American Healthcare Act Revealed

Is the American Healthcare Act (AHA) good or bad?

If you are a Democrat, you will probably be against it. If you are a Republican, you are probably for it. But does the language of the legislation meet the objectives of its authors? Let’s start with their talking points and objectives. Each one of the talking points have implications on your premium, access to providers, taxes you pay, as well as political implications for each political party. This Thursday (March 23, 2017) the legislation will come to a vote. I am not going to predict whether or not it will pass; however, the odds are slim at this time. Nevertheless, it is helpful to understand the implications of the “themes” of the proposed legislation.

 1.     Dismantles the Obamacare taxes. Yes, it does take away many of the taxes imposed by Obamacare. However, the individual mandate, which the Supreme Court called a “tax” as opposed to a “penalty” remains in a different version.

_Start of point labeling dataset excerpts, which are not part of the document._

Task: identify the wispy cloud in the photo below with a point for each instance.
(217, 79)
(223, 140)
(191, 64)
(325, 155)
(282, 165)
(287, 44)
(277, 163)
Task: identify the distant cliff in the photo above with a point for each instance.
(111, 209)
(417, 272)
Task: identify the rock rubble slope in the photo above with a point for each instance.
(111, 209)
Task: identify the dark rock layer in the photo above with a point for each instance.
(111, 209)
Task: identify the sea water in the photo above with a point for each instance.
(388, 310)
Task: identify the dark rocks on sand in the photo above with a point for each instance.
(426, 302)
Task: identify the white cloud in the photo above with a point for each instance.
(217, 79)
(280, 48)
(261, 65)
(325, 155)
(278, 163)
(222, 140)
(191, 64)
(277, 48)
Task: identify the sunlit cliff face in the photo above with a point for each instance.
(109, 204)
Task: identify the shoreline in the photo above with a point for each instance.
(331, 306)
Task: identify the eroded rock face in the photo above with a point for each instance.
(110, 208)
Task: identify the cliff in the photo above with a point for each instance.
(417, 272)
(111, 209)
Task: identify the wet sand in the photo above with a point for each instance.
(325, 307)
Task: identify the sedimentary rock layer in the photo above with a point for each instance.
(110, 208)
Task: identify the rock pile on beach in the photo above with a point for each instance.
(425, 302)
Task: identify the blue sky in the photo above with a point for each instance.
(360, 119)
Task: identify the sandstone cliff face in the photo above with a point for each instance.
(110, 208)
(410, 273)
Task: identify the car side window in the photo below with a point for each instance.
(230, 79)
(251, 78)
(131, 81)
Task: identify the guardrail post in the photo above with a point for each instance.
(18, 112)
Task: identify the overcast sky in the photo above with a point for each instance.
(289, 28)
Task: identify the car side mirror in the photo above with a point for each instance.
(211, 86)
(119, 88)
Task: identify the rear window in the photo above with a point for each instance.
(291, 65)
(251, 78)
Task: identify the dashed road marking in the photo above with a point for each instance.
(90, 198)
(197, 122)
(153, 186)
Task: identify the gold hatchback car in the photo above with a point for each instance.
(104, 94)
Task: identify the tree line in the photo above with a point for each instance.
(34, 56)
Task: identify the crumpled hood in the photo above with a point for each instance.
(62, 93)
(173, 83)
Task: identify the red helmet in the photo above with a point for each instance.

This is discussed in the next bullet.

 The amount of money raised in taxes is a double edge sword. Taxes are designed to raise revenue for the treasury to offset the plethora of subsidies paid out to those eligible. Eliminating those taxes reduces revenue. On the other hand, taxing the very component of a product (health insurance) does little to reduce the cost of insurance. In fact, it increases the cost. All taxes are ultimately passed on to the consumer. Even though these taxes will disappear, it is unlikely that the insurance companies will lower their premiums accordingly. We may see a very small impact on a reduction of premiums; however, the added regulatory compliance will more than offset whatever savings would have inured to the insurance companies and then to consumers.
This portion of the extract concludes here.